While you are in high altitude, you must consider the environment while trekking in Nepal. Purchasing bottled water can be expensive and is not environmentally friendly. You will use a lot more water than you would in normal circumstances, contributing to plastic waste. You can get water at lodges for free, but you’ll need to bring a water purification device. Alternatively, you can buy boiled water, which may not taste good depending on the vessel.
To ensure your safety while trekking in Nepal , it is a good idea to register with the embassy in Kathmandu before you depart. This will ensure that rescuers have your details at hand in case of an emergency. You can also contact the Himalayan Rescue Association or KEEP for information. You should also take an extensive map of the route you plan to take. While trekking, you should consider carrying a guidebook to help you plan your route.
The most popular trekking destinations in Nepal include the Langtang Valley, the Khumbu Valley, and the Everest region. The Langtang Valley is a high alpine valley that burrows spectacularly between Langtang and Jugal Himals. The Gosainkund region is a rugged intermediate range with a chain of holy lakes. While hiking through the mountains, you can also visit the Tibetan enclave, which is a popular tourist destination in the region.
There are two approaches to Chhomrong, one from the Jomosom valley, and another via the west bank of the Modi Khola. The easier route is a day-long hike, but if you are a hard-core, you could do it in one day. New roads are being constructed towards the larger villages, but it will take a while for the village to reach a level of relative civilization.
There are many routes to Mount Everest. You can opt for the traditional route through the Annapurna Valley. This route will lead you through a variety of landscapes, from lush forests to the majestic Himalayas. Although the trek is popular during high season, organised camping trips are recommended to avoid crowds. If you do decide to trek through Everest, the entire trek will take you six days, with a break of two or three days for side trips along the way.

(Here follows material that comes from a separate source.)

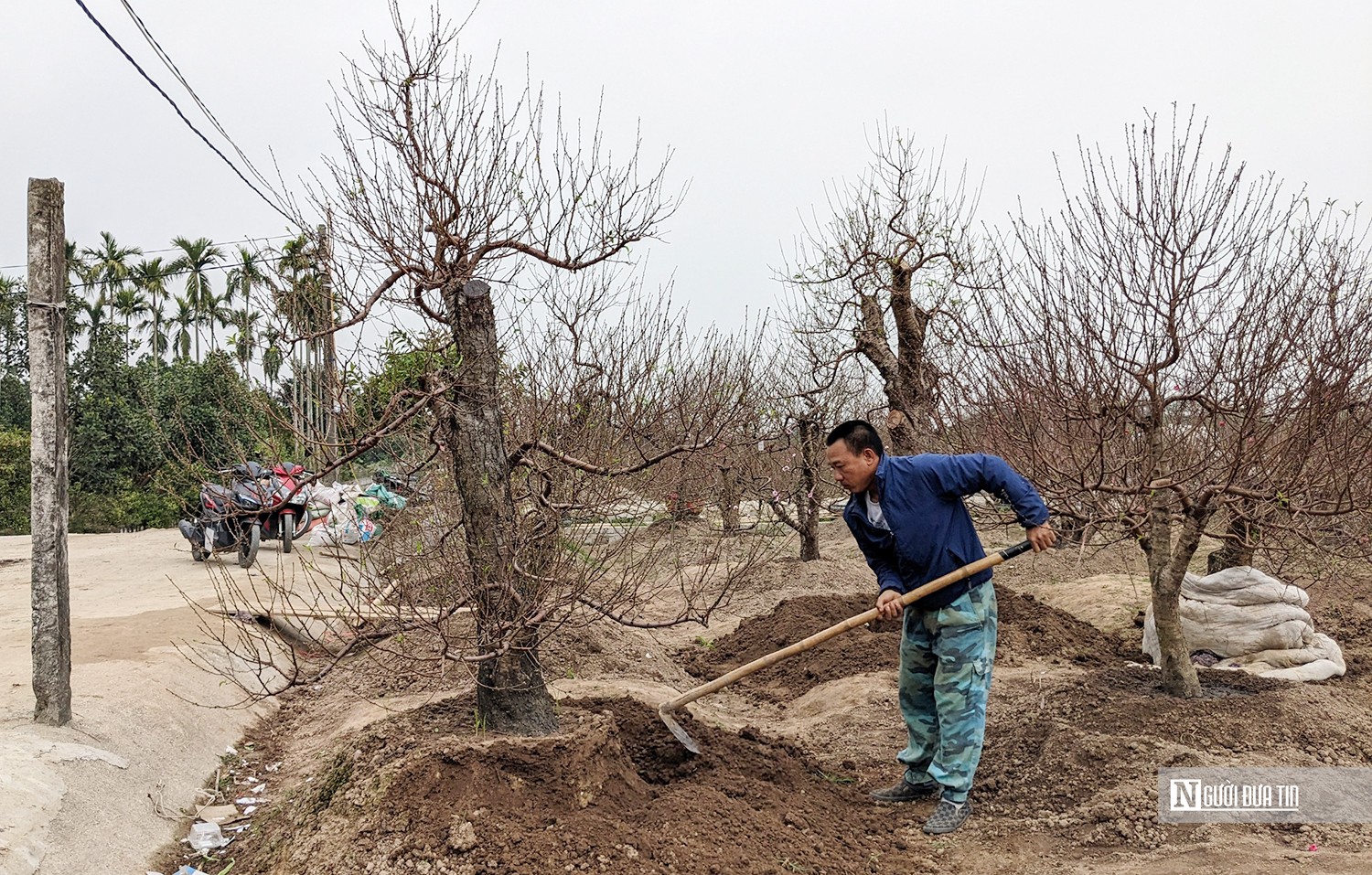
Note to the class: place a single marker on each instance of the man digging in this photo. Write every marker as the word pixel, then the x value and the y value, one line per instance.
pixel 907 515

If you are planning a multi-day trek, summer is not a good time to visit Nepal. While lower elevation hill treks are OK in summer, the monsoon season will likely bring rain, clouds, and haze, making the trails slippery, muddy, and difficult. Moreover, most regional guesthouses will likely be closed for the summer months. This may prevent you from enjoying your trek. However, if you are a professional hiker, it will be worth considering trekking during the rainy season.
Another option for hiking is visiting Chitwan National Park. The national park is the oldest national park in Nepal and is located on the Terai Lowlands, which are part of the Great Ganges Plain, which covers much of North India. Chitwan National Park has subtropical climate and is full of vibrant flora. It is home to about fifty different herb species. The forests here are primarily comprised of sal, kapok, and pipal trees.